Ctrl + r Start the interactive search on history or find the next occurrence when the interactive search has already started.
!n Execute the command number 'n'.
!! Repeat the last command.
!<string> Repeat the last command that starts with 'string'.
dirs -p Shows the history of visited directories.

Permissions

Command Description
chmod xxx <file or directory> chmod changes the permissions of user, group or everyone to read, write or run the file.
chmod -R xxx <directory> Changes the permissions of all files and directories that are in the directory recursively.

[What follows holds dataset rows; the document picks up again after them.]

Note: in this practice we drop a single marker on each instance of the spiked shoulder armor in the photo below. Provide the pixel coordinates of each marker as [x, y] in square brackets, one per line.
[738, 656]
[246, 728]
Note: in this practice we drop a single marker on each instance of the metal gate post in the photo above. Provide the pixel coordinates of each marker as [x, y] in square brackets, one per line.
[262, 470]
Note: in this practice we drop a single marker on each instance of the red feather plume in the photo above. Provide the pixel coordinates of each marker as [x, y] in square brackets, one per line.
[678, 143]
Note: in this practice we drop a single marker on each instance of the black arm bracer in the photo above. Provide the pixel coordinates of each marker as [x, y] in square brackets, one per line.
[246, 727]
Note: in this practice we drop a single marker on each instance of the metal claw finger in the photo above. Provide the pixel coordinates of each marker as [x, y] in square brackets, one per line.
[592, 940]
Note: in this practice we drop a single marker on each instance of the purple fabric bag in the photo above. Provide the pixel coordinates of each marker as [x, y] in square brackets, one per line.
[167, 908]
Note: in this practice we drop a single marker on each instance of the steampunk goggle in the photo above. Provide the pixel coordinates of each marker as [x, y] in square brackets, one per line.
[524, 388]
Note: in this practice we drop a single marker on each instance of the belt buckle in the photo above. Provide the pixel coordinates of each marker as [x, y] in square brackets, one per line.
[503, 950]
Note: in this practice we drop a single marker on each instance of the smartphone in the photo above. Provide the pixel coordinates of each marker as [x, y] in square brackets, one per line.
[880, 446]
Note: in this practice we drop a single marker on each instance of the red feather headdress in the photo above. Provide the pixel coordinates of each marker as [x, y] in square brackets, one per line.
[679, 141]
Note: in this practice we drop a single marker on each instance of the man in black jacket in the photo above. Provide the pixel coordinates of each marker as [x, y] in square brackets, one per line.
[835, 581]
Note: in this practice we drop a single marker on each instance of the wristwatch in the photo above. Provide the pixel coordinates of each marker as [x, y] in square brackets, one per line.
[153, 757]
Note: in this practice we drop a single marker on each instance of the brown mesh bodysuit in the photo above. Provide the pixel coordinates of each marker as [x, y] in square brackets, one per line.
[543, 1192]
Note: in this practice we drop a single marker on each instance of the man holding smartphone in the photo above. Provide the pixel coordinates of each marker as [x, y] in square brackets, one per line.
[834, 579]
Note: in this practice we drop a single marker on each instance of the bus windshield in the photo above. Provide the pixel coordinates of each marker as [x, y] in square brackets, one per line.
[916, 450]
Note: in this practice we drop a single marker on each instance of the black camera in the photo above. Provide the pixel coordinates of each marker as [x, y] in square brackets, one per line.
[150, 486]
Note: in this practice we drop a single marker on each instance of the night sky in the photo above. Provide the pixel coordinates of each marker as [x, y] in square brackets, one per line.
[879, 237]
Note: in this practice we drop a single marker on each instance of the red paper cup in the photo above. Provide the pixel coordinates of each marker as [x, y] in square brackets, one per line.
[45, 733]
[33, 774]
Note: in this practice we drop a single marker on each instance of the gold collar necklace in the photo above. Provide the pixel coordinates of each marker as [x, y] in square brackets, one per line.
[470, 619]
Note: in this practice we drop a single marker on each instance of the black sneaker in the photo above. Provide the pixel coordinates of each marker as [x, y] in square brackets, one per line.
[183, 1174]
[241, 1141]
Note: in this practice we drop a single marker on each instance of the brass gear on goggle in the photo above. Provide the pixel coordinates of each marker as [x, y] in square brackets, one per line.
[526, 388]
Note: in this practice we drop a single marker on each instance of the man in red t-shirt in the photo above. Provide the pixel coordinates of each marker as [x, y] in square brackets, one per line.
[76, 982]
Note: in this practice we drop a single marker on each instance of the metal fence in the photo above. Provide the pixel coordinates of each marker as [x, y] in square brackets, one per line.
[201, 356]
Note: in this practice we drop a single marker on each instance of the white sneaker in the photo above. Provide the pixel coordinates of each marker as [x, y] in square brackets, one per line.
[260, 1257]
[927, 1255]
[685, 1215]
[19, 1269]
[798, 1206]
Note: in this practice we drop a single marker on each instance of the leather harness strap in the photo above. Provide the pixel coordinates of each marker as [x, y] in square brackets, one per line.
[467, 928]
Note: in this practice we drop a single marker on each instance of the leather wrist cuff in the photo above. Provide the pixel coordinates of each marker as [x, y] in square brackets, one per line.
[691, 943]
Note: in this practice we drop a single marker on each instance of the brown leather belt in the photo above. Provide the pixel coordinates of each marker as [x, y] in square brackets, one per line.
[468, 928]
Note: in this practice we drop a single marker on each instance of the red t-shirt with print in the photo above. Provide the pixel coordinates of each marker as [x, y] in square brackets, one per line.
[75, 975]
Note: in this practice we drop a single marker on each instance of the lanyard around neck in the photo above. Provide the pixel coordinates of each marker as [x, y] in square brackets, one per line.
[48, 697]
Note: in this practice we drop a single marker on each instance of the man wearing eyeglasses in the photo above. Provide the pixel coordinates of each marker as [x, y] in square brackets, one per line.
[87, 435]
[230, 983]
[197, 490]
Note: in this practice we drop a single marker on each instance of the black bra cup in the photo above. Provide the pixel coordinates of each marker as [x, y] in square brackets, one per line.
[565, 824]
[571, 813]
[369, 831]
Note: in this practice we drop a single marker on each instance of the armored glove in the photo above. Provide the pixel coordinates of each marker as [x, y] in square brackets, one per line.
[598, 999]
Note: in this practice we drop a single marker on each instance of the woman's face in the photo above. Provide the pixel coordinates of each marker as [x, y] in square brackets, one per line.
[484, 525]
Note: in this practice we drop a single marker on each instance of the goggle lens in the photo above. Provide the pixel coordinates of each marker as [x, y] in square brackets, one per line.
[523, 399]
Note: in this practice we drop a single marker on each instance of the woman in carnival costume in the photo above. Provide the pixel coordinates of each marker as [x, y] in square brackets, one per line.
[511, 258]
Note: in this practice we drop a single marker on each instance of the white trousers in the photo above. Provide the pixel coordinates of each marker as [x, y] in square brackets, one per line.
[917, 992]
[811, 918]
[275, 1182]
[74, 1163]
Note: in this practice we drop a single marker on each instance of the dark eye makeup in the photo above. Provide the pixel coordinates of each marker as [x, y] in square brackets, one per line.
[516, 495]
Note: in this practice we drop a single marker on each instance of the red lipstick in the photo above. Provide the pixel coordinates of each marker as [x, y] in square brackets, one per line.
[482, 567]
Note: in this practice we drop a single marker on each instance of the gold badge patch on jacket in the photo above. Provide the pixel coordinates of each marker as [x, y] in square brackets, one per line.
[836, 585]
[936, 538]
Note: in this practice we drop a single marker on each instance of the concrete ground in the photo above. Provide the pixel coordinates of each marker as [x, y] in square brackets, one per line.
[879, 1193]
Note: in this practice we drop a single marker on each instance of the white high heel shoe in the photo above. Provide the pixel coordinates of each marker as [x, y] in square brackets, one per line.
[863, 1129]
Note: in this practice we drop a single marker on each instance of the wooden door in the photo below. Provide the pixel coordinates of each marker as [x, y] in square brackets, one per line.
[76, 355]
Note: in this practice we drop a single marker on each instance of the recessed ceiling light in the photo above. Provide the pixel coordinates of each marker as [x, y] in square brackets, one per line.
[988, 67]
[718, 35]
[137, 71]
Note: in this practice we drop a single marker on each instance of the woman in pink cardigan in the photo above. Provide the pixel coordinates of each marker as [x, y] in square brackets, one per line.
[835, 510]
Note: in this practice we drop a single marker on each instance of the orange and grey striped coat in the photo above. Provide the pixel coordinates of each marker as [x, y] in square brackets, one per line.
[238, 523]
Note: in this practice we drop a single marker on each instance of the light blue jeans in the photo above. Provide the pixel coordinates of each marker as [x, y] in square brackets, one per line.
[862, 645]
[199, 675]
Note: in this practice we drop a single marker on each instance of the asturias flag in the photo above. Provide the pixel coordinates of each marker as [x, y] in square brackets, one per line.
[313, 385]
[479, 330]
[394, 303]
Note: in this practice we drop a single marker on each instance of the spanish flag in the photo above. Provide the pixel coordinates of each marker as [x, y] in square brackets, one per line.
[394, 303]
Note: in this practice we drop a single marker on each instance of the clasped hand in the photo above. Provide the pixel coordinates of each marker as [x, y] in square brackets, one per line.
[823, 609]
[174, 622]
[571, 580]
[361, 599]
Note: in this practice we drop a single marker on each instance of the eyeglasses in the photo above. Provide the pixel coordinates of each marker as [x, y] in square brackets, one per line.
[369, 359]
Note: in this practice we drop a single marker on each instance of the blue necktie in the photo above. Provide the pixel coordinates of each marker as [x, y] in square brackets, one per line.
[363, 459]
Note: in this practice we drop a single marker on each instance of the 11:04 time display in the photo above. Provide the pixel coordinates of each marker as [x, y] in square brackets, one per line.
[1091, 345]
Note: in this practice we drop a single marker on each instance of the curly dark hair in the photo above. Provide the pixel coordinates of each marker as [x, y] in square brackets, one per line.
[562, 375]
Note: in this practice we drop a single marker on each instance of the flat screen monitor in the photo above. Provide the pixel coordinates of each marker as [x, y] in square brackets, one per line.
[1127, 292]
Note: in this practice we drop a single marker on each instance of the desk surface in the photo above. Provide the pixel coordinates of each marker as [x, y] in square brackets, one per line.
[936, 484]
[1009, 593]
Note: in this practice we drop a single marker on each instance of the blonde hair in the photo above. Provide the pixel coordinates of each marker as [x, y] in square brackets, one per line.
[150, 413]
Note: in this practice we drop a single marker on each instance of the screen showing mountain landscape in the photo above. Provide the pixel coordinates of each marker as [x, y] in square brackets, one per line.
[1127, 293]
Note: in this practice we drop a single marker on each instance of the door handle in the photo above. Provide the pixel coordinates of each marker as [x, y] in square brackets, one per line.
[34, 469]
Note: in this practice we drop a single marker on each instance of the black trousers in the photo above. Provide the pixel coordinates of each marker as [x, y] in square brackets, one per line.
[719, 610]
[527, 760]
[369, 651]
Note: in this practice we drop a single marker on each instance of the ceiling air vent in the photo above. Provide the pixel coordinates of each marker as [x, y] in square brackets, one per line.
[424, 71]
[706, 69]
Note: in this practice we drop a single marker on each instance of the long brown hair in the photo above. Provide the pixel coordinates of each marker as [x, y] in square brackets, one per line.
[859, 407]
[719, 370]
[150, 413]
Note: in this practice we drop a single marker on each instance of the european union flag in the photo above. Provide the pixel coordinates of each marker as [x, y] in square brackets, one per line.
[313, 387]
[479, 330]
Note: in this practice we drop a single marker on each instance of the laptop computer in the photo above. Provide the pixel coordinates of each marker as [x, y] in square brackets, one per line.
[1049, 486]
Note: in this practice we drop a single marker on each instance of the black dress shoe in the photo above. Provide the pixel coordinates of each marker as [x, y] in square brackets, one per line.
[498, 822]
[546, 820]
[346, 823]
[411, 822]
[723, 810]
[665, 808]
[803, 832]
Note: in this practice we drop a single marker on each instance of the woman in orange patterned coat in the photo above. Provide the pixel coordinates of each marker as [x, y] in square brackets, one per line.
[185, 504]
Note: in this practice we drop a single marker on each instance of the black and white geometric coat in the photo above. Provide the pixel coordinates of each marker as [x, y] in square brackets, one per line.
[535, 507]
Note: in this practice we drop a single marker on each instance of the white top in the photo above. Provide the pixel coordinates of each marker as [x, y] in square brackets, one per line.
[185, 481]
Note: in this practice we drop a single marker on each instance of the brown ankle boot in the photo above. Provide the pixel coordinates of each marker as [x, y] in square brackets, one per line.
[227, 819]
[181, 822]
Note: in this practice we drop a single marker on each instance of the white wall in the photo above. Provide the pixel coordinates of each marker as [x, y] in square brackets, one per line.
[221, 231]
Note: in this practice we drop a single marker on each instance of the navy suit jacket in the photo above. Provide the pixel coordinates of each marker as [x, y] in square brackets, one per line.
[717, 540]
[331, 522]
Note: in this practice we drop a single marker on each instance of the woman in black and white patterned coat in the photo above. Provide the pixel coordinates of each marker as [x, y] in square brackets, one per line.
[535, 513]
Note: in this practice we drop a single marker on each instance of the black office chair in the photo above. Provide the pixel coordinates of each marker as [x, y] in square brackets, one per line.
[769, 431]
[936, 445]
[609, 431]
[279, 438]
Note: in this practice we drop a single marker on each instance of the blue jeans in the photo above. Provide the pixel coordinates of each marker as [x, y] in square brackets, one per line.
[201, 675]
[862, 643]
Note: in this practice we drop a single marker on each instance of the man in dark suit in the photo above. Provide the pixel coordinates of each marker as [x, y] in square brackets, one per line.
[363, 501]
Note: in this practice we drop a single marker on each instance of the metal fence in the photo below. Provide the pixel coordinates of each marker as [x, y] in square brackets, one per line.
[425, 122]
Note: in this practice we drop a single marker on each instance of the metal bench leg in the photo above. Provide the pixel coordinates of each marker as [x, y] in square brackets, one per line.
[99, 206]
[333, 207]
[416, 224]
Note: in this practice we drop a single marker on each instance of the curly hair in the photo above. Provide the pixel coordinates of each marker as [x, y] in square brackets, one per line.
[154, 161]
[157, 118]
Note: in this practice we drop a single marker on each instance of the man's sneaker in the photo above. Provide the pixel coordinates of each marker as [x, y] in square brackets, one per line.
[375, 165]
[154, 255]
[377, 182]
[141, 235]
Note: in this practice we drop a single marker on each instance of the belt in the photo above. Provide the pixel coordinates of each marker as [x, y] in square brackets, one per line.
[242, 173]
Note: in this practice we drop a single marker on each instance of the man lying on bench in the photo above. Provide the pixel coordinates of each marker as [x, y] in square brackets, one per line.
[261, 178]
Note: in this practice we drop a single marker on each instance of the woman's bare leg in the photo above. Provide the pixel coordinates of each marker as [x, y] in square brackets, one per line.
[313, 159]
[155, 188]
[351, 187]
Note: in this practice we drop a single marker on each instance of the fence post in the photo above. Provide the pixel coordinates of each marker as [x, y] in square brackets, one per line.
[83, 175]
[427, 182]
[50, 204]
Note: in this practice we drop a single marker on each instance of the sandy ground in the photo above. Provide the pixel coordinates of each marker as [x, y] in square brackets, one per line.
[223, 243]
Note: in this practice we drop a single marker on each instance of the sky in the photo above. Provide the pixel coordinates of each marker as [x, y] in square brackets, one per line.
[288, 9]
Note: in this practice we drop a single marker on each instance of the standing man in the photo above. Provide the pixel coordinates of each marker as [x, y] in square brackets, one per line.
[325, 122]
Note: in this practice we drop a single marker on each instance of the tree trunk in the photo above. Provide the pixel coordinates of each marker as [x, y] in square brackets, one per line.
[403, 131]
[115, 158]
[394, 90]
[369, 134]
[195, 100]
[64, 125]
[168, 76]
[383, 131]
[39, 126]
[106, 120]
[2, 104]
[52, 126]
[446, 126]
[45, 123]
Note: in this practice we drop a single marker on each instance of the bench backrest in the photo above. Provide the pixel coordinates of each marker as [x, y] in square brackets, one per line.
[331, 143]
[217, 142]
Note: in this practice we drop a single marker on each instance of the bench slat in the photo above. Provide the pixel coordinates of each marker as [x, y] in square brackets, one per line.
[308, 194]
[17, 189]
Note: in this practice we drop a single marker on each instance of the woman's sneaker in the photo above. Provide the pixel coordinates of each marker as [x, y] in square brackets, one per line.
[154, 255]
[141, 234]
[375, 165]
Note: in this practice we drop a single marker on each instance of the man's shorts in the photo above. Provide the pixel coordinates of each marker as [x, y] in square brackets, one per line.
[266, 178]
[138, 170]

This command uses a string that represents the permissions.

 inserir explicação aqui

  • ( r ) read permitted.

  • ( w ) write permitted.

  • ( x ) execution permitted.

Exemples

Command Description
chmod 111 <file> Everyone could execute the file.
chmod 222 <file> Everyone could write to the file.
chmod 700 <file> Only the owner has all the permissions.
chmod 600 <file> The owner could read and write the file.

Varieties

Command Description
diff -qr <directory1> <directory2> Shows the differences between the directories. Argument -q shows modified or nonexistent files. Argument -r shows the differences between files content.
man <command> Page of Manual of commands.
whoami Who am i? Shows you username.
whatis Displays what a command is.
date Displays date and time.
ps Displays information about processes.
ps -aux Displays information about processes, users, tty.
expr Evaluate expressions.
sleep 1 Pauses execution for a certain time, in this case 1 second.
uname Displays system information.
uname -r Displays information about the kernel.
hostname Displays or sets system hostname.
curl Make web requests.
ping Send ICMP requests.
netstat Shows network connections, routing tables, interface statistics and masked connections.
wget Download content from a web page.
ssh OpenSSH SSH client (remote access).
base64 Base64 encodes / decodes the FILE, or standard input, to standard output.

Monitoring

Command Description
htop Displays processes running on the system.
vmstat Information about processes, memory, paging, block I / O, traps, disks and CPU activity.
free Watch and monitor system memory usage.
stat <file|directory> Prints the given file or directory INode informations.

Packet manager (apt-get)

Command Description
sudo apt-get install <package> Installs a package.
sudo apt-get install -f Finds and fixes broken packages.
sudo apt-get remove <package> Removes a package. Leaves user configuration files.
sudo apt-get purge <package> Removes a package completely.
sudo apt-get update Verifies if exists packages repository updates.
sudo apt-get upgrade Verifies if exists system updates.
sudo apt-get autoremove Removes all obsolete and unnecessary packages.
sudo apt-get autoclean Cleans the packet manager cache.
apt-cache search <search> Finds packages in repository.
apt-cache show <name_of_package> Shows a description about the package.